Details about what I am trying to solve

For the sake of simplicity, I am going to describe the data we are working with as author models that each have many books. We have RebuildAuthorImagesWorker and ClassifyAuthorGenreWorker that both take an author ID as their only argument.

Both of these workers perform CPU & RAM-intensive calculations on an author and on the author's books. We use Sidekiq::Limiter.concurrent to ensure that only one of these workers has an active job at any given time. We do this to avoid impacting our puny servers. (We also have many other workers who do not need to be limited in this way.)

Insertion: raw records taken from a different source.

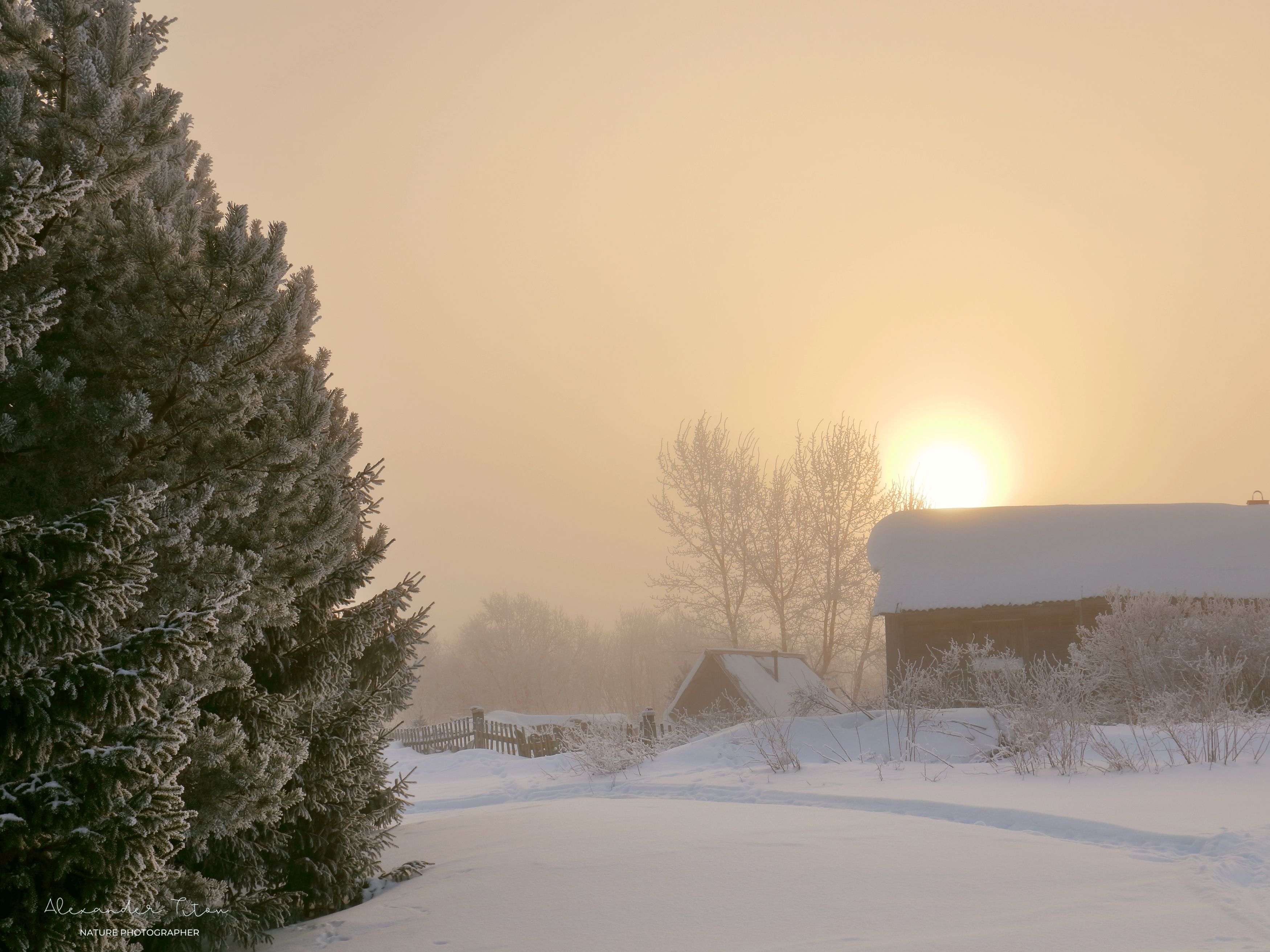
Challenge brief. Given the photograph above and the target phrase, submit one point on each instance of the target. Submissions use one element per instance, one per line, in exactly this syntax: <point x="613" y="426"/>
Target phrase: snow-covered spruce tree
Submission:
<point x="89" y="807"/>
<point x="91" y="810"/>
<point x="180" y="365"/>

It is common for many updates to happen on the same author or on that author's books during a short period of time, because of multiple active users or because one user updated multiple books by the same author. We use unique_for: :start to prevent RebuildAuthorImagesWorker from being enqueued multiple times for the same author. Ditto for ClassifyAuthorGenreWorker. We want to avoid the duplicate jobs because of the system overhead associated with running them. The jobs are idempotent, so duplicate jobs do not cause data issues. (It is OK and normal for one job of each worker to be enqueued for the same author.)

If RebuildAuthorImagesWorker is actively running on author A, and then user X makes an update to author A before the RebuildAuthorImagesWorker job finishes, then we do want to enqueue a second RebuildAuthorImagesWorker job for author A, so we do not miss incorporating data from the user X's update in the image. That is why we use unique_until: :start.

Solution

One idea:

When the user wants to change Author A, I would enqueue a scheduled, unique UpdateAuthorJob for Author A which updates their info 10 minutes from now. That way, the user can make lots of changes to the author and the system will wait for that 10 minute cooldown period before performing the actual update work, ensuring that you get all the updates as one group.